A threat intel feed, or threat intelligence feed, provides a continuous incoming flow of data related to cyber threats and risks. Businesses can significantly improve their threat intelligence ecosystem and overall security posture by routing and integrating the right threat intel feeds to the right threat intelligence and cybersecurity tools.
Optimal threat intel feeds ensure that businesses receive accurate and high-quality data about cybercriminals, potential threats, and indicators of compromise (IoCs). By unlocking actionable threat intelligence from threat intel feeds, businesses can boost digital and cloud-based operations, prepare for cybersecurity incidents, and keep their crown jewel data safe.

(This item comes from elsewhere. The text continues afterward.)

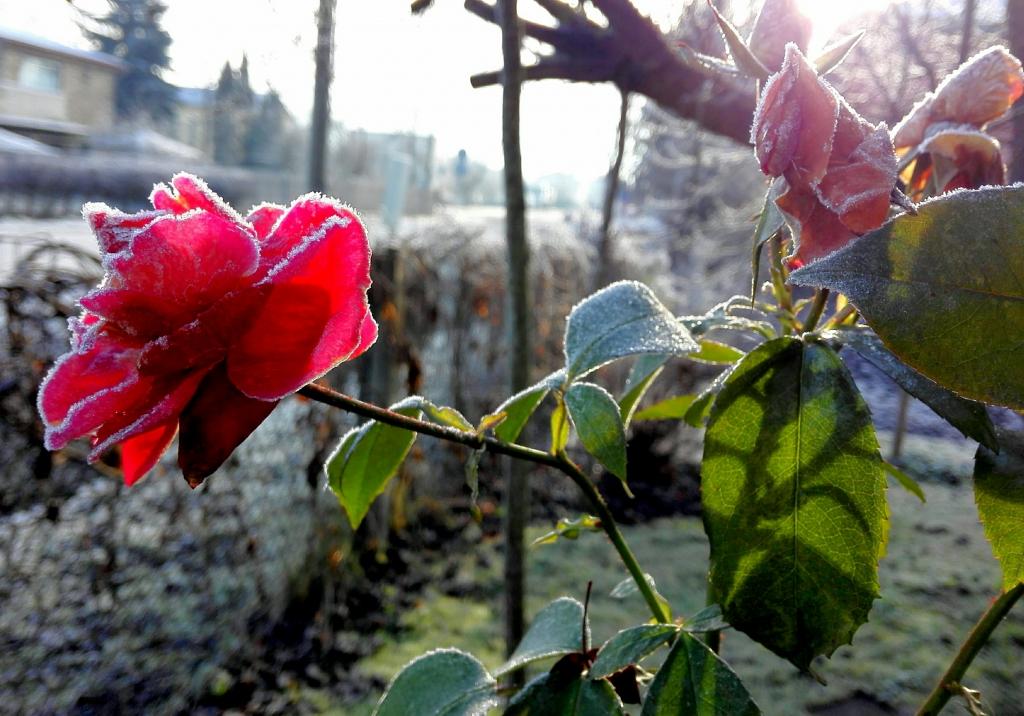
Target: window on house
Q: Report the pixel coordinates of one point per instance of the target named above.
(39, 74)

An important clarification before you proceed: Occasionally, you may come upon the phrase “threat feeds.” Remember that threat feeds and threat intel feeds, although they sound similar, have a critical difference. Threat feeds comprise raw information and lack specific context. Threat intel feeds—with their inclusion of IoCs—feature more context, which can help businesses triage security threats more effectively.

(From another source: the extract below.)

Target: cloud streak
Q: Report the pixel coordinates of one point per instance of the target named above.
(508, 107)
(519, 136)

Primarily, there are two kinds of threat intel feeds: open-source feeds and commercial feeds. Open-source feeds are typically free or low-cost, stewarded, and iteratively managed by online communities.

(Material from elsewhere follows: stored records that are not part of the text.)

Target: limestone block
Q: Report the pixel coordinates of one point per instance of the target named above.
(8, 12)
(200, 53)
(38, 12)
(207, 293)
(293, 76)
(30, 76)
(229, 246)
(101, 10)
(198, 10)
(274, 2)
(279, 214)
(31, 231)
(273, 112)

On the other hand, commercial feeds are products that businesses need to procure from third-party providers. Some commercial feeds may include data that isn’t publicly available. What's vital to understand is that there’s no right or wrong with threat intel feeds. Businesses should choose threat intel feeds that suit their unique needs. With that said, let’s explore some specific threat intel feeds.
Our very ownCloud Threat Landscape is the perfect starting point for this list of threat intel feeds. Wiz Cloud Threat Landscape features a comprehensive list of incidents, techniques, targeted technologies, threat actors, tools, defenses, and security measures. This rich threat intel is based on various sources and is carefully curated by the Wiz Research team. With an emphasis on public cloud environments, CI/CD systems, and source code management systems, Wiz Cloud Threat Landscape is a powerful cloud security resource—and it’s the only cloud-focused threat intel feed available in the world.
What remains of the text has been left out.